During the 1930s, after Nansen’s death, Quisling began to work on his ‘philosophical’ ideas. Quisling developed a fantasy about the north: he thought Norway was the homeland of the Nordic race, and believed the nation should play a leading part in the Greater Nordic Peace Union. The Nordic race, he believed, was a force for global civilization, and by working together, Quisling believed, the Nordic or Nordic-friendly countries would create world unity. He wanted the Scandinavian countries and Germany and Britain to form a ‘Nordic League.’ Quisling maintained that materialist creeds would collapse, and be superseded by a return to spiritualism.

I imagined, as the boat moved along the coast, that Nansen would have dismissed Quisling’s world-changing scheme as utopian adolescence. Nansen’s enthusiasms and passions were undercut by a brooding sense of melancholy, bordering on despair. It was a state of sensitive paralysis that had come to him during the Arctic night, even as he marvelled at the beauties of the ice floes.

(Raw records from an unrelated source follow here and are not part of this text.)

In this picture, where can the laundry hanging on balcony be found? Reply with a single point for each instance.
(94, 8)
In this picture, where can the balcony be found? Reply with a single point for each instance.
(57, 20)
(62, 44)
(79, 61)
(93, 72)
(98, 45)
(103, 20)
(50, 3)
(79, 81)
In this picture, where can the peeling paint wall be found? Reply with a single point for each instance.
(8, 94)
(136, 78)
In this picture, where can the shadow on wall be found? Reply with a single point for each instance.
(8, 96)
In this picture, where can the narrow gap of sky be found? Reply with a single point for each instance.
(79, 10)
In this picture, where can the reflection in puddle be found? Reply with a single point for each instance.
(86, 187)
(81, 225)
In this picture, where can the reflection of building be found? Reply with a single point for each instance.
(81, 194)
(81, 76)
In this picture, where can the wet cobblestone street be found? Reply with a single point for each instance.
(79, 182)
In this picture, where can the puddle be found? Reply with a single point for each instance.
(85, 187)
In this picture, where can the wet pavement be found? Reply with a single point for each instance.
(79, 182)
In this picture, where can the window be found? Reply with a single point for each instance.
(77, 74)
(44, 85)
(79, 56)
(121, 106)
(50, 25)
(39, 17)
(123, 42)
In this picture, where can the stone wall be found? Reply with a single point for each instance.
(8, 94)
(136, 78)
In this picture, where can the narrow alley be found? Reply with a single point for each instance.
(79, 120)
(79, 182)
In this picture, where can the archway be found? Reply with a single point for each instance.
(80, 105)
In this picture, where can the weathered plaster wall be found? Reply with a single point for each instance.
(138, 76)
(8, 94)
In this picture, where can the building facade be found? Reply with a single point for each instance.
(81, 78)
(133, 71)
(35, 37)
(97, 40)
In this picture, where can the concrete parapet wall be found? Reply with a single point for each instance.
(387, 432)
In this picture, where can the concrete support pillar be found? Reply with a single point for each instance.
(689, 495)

It was a form of humility, a reluctant acceptance of the insignificance of human desires and doctrines in the face of the vast emptiness of the northern regions. A writer of vivid imagination, a myth collator of eclectic tastes, Nansen was also precise and realistic, qualities fashioned by the trial of theory during Arctic travel. When Quisling began to entwine his variety of nationalism with the schemes of the German National Socialists, Nansen would have despised the presumption and barbarism of the Nazis, their belief that world orders could be created through violence and destruction. As he had recoiled from the totalitarian force of the Communist state, Nansen would have been repulsed by the curtailing of individual freedoms inherent to the Nazi order.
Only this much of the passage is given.